I will say we’ve built the company by doing what we say we’re going to do and serving our clients and their clients. If you look at the tenure of the company, we do a pretty good job of retaining our clients, serving them over and over again. And always adding more and keeping them. I think it comes from a mindset that the client comes first. We’re here to serve and serving them sometimes is helping them see things that they might not have even seen. It’s helping them see that they might be asking the wrong question. We say, ‘What about this?’ If you ask this question, you can offer a different strategy that might help the client be more successful. And very importantly, we deliver. We do what we say we’re going to do, end stop. I can give you a thousand examples of trying to do everything we can to make it happen.
I also think we’re unique in putting a flag in the ground and saying, we’ve done projects on all seven continents, outer space, and in every ocean at this point. That doesn’t come without every day there being obstacles, but in some ways it’s an insurance policy dealing with those obstacles. Because we know everyday, there’s going to be a live experience today and it’s going to have the spectacle that’s necessary to deliver the value that we’re talking about. And we make sure it’s also going to come with safety and reliability and operational savings and all the thought process we put behind it. We’re going to make sure that it runs as smoothly as possible and it’s going to be practical from a business perspective. We’re here on behalf of our clients to help them not only realize their artistic vision, but maybe even push the artistic vision to deliver a business plan that’s rational, profitable and successful for them.
Is there anything else you’d like to mention about TAIT moving into the future?
On any given day, I think ‘how lucky are we?’ We’re getting to work with clients who are so passionate about what they do and are so talented. We’ve managed to create, as a company, a culture now that attracts the best talent in the world. Really, the trick is creating a culture where anybody’s idea could be the best idea. We’ve created a culture where we’re able to bring together a software programmer and a sculptor and a story writer and an illustrator and a physicist and put a challenge on the table and collectively solve that problem in a way that is exploring what’s impossible. That’s the secret sauce to it all. In so many ways, it goes back to Michael Tait and his genius brain of we’re not shooting for 99%, we’re shooting for 100%, and that last 1% is unachievable. So, that idea that we’re just constantly trying to explore and innovate and over time we don’t really invent things, it’s about constantly making incremental improvements. We’re just constantly not satisfied with what we’ve done, what’s out there, we are always trying to improve. That is how innovation happens. It’s fun to be part of, to see. It’s fun to pull back and watch the army of joy makers around the world delivering.

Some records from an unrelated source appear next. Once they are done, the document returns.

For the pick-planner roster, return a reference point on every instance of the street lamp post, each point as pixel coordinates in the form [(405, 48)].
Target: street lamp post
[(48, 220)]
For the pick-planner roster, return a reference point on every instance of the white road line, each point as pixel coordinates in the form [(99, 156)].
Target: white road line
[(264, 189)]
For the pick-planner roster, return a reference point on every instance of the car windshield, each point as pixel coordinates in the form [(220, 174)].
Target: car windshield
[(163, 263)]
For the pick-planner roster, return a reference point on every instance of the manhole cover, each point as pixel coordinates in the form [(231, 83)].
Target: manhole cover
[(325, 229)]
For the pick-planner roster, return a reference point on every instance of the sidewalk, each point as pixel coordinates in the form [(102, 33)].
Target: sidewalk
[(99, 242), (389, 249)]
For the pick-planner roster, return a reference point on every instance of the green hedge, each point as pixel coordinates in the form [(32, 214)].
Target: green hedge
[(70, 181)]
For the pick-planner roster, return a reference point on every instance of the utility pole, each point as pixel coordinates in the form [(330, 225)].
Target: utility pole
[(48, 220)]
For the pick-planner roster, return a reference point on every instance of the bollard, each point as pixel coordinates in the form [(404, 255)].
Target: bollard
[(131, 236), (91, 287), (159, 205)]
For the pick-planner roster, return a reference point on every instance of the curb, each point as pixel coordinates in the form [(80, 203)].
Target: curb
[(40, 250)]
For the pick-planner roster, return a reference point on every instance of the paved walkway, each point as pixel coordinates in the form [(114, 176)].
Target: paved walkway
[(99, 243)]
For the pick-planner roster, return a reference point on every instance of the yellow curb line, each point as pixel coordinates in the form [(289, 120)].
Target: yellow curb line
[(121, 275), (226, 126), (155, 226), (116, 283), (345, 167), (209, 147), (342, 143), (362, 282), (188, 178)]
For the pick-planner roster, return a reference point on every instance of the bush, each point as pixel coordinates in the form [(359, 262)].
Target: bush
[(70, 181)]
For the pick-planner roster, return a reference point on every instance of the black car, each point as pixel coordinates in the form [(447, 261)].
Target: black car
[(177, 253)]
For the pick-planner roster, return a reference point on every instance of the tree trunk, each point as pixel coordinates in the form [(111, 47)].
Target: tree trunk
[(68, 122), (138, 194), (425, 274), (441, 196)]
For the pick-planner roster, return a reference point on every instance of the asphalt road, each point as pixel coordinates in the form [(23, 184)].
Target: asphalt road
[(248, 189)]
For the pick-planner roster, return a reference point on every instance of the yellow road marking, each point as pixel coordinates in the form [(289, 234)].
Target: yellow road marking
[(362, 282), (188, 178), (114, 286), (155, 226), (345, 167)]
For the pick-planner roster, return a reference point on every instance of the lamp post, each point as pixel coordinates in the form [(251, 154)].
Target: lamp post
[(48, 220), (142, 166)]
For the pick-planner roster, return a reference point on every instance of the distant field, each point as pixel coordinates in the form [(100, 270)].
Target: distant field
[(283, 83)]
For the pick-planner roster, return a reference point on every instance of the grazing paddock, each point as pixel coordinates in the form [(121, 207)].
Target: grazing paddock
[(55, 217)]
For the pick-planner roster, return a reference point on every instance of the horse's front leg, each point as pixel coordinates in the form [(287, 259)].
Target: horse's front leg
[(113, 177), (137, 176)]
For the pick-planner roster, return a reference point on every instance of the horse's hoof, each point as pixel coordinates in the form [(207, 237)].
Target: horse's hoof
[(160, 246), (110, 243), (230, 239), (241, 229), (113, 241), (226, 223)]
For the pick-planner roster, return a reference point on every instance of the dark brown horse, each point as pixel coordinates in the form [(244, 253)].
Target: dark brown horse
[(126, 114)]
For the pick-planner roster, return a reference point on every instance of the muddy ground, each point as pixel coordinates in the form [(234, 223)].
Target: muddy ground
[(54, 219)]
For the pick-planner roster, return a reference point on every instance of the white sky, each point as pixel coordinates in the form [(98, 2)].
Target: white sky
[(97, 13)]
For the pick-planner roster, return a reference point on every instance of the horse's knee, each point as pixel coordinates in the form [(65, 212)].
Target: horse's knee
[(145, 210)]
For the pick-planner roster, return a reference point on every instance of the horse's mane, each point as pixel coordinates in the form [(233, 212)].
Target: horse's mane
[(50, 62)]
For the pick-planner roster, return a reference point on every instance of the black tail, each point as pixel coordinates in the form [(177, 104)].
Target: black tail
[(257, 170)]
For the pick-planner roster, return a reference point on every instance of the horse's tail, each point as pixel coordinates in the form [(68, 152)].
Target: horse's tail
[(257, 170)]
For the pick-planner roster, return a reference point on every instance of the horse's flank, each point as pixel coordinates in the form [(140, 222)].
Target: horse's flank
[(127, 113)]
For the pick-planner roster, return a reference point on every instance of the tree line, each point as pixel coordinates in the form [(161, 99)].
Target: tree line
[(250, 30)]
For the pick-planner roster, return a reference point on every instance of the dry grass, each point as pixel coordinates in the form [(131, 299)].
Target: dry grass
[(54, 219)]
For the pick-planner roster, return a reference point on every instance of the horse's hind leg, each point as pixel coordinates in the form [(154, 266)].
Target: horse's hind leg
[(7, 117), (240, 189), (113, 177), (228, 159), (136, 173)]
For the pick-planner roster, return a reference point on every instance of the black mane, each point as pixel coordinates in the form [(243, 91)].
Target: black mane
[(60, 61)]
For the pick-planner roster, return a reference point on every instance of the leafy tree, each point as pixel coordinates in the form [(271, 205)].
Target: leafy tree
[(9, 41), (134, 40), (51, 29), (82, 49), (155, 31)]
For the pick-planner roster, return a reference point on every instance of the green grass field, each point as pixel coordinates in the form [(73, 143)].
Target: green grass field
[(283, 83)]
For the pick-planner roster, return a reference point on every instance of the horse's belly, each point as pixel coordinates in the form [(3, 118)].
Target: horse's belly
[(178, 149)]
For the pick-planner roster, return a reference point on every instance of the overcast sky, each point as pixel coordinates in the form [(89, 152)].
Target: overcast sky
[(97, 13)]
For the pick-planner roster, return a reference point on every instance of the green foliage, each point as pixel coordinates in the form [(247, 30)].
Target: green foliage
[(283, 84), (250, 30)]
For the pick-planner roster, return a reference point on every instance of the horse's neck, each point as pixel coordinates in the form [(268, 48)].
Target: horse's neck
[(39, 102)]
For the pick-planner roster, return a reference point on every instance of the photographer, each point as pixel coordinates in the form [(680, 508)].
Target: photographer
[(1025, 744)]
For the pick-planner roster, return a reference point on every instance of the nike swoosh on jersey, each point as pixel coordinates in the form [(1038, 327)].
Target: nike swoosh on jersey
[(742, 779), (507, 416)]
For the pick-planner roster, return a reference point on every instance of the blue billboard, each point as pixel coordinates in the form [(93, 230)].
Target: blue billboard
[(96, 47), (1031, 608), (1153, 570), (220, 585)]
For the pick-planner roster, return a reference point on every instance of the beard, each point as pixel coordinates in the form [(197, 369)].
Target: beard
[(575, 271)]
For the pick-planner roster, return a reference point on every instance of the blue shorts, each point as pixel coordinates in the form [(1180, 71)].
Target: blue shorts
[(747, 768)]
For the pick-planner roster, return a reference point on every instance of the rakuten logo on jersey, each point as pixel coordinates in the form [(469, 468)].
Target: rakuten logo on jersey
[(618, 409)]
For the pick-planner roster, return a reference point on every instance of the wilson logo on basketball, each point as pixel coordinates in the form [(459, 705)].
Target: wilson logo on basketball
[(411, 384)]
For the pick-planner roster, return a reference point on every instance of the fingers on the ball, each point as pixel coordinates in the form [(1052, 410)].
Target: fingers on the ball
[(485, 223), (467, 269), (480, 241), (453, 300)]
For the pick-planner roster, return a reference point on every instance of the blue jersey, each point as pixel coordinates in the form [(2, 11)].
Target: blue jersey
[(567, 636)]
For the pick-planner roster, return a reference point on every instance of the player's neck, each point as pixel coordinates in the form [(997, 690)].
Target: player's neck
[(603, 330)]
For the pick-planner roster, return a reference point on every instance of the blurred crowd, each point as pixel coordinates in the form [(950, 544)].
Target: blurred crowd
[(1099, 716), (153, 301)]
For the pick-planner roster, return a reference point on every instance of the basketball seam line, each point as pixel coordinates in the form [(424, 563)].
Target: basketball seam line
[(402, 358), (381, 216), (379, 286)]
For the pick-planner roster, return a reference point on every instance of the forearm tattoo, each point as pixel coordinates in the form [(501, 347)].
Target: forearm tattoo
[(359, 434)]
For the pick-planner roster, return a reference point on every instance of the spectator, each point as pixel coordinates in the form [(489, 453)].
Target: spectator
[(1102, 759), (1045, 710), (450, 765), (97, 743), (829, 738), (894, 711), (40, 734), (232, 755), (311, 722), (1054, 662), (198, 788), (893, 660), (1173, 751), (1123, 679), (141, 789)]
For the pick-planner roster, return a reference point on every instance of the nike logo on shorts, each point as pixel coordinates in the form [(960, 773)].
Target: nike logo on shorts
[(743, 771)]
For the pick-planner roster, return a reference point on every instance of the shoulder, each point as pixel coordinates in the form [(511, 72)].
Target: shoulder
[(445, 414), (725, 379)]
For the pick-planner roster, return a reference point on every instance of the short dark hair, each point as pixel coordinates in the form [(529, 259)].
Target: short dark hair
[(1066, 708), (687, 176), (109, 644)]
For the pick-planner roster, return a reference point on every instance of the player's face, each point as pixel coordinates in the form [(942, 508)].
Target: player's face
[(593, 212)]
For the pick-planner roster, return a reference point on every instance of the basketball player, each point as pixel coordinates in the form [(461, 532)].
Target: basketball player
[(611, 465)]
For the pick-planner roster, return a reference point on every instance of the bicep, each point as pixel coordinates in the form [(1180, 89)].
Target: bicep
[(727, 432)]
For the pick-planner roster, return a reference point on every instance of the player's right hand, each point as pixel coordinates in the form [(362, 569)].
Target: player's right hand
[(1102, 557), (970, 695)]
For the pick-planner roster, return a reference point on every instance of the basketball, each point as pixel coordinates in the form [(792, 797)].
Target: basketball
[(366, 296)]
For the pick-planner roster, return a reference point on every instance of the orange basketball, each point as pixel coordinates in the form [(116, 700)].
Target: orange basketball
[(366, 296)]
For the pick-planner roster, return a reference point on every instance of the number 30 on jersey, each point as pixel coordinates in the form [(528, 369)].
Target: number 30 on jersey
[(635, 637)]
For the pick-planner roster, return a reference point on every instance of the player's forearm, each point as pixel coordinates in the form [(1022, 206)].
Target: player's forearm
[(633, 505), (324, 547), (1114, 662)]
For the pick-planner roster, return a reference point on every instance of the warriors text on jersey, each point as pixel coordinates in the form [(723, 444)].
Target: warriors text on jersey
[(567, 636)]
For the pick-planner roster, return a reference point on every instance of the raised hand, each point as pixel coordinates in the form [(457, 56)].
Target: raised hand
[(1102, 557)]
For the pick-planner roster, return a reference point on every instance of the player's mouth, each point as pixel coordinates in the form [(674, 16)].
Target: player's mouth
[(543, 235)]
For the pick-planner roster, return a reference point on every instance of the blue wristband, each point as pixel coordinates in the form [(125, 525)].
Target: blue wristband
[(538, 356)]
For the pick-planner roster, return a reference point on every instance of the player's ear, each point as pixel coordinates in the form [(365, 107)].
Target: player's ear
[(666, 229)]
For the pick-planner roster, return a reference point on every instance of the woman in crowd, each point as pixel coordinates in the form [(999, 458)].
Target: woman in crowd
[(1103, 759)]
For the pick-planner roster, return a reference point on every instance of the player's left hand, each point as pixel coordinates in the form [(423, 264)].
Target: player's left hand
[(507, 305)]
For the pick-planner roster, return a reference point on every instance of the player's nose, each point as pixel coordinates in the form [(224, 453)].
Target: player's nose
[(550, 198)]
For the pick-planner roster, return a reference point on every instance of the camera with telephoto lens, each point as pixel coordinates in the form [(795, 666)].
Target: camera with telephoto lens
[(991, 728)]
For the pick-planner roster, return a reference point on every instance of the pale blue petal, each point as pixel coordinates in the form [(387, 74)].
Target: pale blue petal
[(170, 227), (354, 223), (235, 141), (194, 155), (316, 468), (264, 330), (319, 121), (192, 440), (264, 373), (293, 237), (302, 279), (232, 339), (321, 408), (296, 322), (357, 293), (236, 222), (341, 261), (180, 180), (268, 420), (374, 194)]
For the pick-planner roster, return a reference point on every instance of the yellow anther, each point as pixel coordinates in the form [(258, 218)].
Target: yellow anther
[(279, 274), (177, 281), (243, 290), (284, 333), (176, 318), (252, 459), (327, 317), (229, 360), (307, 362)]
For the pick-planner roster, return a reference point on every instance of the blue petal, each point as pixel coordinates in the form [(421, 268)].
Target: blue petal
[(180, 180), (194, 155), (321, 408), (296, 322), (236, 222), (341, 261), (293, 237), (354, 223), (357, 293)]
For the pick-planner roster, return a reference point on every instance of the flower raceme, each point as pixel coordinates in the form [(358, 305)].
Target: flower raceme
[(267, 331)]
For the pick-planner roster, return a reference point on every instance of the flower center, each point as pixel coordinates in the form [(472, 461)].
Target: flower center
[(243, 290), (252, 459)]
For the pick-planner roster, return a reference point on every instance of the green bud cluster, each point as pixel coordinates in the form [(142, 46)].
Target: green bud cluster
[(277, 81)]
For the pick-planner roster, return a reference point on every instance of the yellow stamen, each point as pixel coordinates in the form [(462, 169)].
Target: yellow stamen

Michael Tait really put that idea across the company of working to achieve the last 1% and Winky [Fairorth] has really put the idea across the company of building relationships and treating those relationships like partners. Doing the right thing by people. It is that simple. It’s not about making the last dollar or squeezing the margin; it’s just about doing the right thing by everybody so that we want to come back together and do it again. When you put that all together, you get a really positive outcome.